Yang ketiga, word vomit berarti berbicara sekaligus banyak dalam satu waktu, kurang lebih seperti merepet. Biasanya orang yang melakukan ini kehilangan kendali atas kata-kata mereka karena mereka lelah, stres, atau kecewa.
Dari ketiga definisi di atas, saya bisa mengambil benang merahnya: word vomit adalah menulis (atau mungkin berbicara) tanpa banyak pertimbangan.
Tuliskan (atau mungkin ucapkan) saja dulu, dan pikirkan maksud, struktur, diksi, dan lain sebagainya belakangan.
Saya berterima kasih kepada Mbak Elsa karena sudah memperkenalkan saya pada istilah ini, dan saya langsung mempraktikkannya kemarin ketika merasa buntu saat harus menulis sesuatu yang saya tidak kuasai sama sekali.

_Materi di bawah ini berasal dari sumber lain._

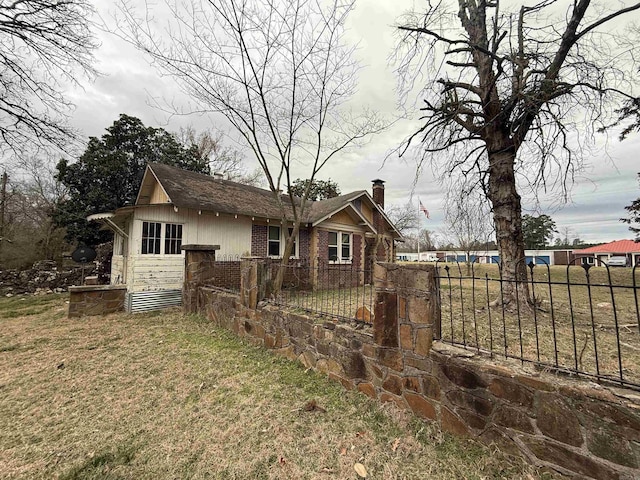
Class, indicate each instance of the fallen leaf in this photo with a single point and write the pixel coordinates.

Tidak menguasai tidak berarti tidak tahu sama sekali, bukan? Itu yang saya katakan kepada diri saya sendiri.
Jadi, saya tulis satu per satu hal yang saya ketahui, lalu saya buat korelasinya. Dari tiga poin bisa menjadi sembilan poin karena setiap poin saya pecah lagi menjadi tiga subpoin. Dari setiap subpoin saya bisa menulis satu sampai dua paragraf. Voila, tulisan yang padat informasi (walaupun saya bukan ahli di bidang yang saya tulis) akhirnya jadi juga dan cukup untuk memberikan pengantar kepada mereka yang mau mendalami bidang itu lebih lanjut.

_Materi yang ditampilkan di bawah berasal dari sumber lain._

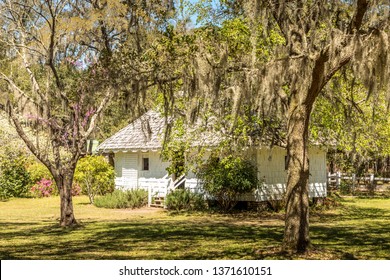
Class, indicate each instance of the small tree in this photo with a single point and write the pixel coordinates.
(95, 176)
(227, 178)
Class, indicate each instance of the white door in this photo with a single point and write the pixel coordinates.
(130, 169)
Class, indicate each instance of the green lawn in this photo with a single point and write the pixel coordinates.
(359, 229)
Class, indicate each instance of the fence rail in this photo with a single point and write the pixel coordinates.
(369, 181)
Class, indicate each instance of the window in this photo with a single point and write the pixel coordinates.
(145, 164)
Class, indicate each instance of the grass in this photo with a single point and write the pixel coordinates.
(359, 229)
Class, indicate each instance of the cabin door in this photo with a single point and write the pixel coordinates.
(130, 169)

Sebagai kesimpulan dari tulisan ini, saat merasa tidak bisa menulis, tetaplah menulis. Tidak tahu harus menulis apa? Gali sumber-sumber ide berupa bacaan, tontonan, obrolan, dan lain sebagainya. Tidak tahu harus menulis dari mana? Coba pakai teknik word vomit.
Selamat mencoba dan semoga berhasil.